I have recently entered into a creative partnership of sorts with another writer. The official title we’ve given it is “Accountability Partners,” a term that apparently finds its roots in the weight-loss and faith industries…we may have to revisit that. We had our first discussion on Sunday evening, and I’m afraid that this poor, unfortunate soul was met with a three-fold version of my talkative self, because a) I’ve been alone for a week, and b) I’m a bit overwhelmed with the whole becoming-a-writer business. And something I unloaded in that first (incredibly therapeutic) talk was that I have struggled with a fear of being seen as (discovered to be?) a complete and utter phony my whole darned life.

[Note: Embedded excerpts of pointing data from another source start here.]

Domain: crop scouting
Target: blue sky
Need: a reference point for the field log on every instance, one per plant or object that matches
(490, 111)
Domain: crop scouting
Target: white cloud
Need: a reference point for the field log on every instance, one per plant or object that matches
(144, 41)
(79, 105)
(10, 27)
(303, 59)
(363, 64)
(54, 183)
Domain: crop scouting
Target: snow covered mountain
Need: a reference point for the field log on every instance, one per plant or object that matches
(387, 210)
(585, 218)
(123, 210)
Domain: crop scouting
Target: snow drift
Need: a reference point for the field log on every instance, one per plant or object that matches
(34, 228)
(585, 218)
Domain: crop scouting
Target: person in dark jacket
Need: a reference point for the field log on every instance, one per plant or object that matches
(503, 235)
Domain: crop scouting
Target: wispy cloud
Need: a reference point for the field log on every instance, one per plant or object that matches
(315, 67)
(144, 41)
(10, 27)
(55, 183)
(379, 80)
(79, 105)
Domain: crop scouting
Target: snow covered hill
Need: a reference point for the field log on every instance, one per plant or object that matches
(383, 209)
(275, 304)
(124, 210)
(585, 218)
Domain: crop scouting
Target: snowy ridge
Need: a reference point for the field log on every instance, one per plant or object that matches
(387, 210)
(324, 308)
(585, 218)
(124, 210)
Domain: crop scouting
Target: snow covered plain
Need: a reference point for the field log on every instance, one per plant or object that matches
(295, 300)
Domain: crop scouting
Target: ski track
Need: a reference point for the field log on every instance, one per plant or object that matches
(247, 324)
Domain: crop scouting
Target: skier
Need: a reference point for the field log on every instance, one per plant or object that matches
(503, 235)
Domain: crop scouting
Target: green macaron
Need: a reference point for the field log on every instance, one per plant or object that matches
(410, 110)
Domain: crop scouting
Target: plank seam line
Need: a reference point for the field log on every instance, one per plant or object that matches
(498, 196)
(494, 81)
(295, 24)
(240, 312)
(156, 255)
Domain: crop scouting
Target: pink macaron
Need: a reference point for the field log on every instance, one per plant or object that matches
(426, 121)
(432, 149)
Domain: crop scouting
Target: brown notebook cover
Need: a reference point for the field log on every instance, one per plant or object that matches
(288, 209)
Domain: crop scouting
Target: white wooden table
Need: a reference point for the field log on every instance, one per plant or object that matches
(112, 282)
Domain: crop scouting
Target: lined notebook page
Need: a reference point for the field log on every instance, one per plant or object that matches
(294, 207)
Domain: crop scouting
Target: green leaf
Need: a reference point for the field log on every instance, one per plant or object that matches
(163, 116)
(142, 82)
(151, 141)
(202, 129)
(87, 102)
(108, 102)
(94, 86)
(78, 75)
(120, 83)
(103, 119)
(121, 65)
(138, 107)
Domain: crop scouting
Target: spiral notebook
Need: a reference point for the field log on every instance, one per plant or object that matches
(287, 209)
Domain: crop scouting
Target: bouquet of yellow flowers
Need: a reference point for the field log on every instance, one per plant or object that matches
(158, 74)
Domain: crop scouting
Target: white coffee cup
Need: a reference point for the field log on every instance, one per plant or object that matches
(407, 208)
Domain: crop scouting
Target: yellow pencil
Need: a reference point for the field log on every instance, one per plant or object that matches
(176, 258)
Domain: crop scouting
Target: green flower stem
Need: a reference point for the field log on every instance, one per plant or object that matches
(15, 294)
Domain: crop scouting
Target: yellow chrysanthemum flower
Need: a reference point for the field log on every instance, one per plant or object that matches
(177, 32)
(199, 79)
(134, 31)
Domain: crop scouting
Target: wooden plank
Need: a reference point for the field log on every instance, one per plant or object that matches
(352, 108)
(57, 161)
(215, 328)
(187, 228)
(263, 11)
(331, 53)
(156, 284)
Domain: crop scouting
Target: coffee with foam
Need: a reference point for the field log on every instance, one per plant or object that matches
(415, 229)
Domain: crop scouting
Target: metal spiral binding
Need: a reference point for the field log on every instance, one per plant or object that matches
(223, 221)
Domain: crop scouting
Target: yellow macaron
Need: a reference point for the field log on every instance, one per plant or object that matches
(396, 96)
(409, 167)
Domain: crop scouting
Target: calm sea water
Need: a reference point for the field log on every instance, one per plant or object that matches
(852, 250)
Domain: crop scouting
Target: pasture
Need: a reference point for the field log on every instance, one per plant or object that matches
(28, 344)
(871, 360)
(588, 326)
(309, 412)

The first time I can remember reading the word “phony” in the context I intend for it here was in Catcher in the Rye. Holden Caulfield used the word like it was going out of business and I totally got his meaning. Because in the angsty, self-involved world of teenager-dom, authenticity is the most valuable commodity there is. What is coming of age in the U.S. if it isn’t staking one’s claim, molding one’s shoe for the unique and influential footprint one will leave as an adult? In my teenage years I may have forgotten the word, as well as where I’d read it, but I remembered its meaning through and through and through again. “To thine own self,” and all of that. And the value I place upon this notion of being real has not left me: the name of my website, and technically of my business – Present Pathway – comes from my favorite poem of Edgar Allen Poe, which begins, “Thou wouldst be loved? — then let thy heart / From it’s present pathway part not!”
So this is all balderdash, right? How can it be that I’m at once driven by a search for authenticity and overwhelmed by a fear that I’ll be found out for the phony I really am?
How many times do the gangsters in my favorite HBO series go to confession?
Life is just like that. The problem, of course, is that words spoken are often (not always!) forgotten, while words written – well, you get my drift. Here I am, edging ever deeper into my early-mid-thirties, and I’m only just now following my dream of becoming a writer? And you know who hears this underlying and very loud voice coming from my psyche shouting, “I’M-A-FAKE-AND-YOU’RE-GONNA-FIND-OUT-SOONER-OR-LATER-HOLY-CRAP!”? Editors. Even over the phone. Or Skype, rather. Even when they don’t answer their phone. I’m pretty sure it’s why they don’t pick up. They’re refusing to pick up because I’m scaring them away before I even make contact with a psychic dose of desperation and fear. How do I know this?
Enter Cosmos: I follow a couple of excellent blogs about writing. And it is from these bloggers that I have learned two very important terms in the world of writing (and everything, really, I guess): “Impostor Syndrome” and “Energetic Tackiness“. And it got me to thinking about my fears of fraudulence…and my difficulty in approaching editors. And while these terms do not solve my problems, they give them names, which, as anyone who has suffered from an unknown ailment will concur, is huge.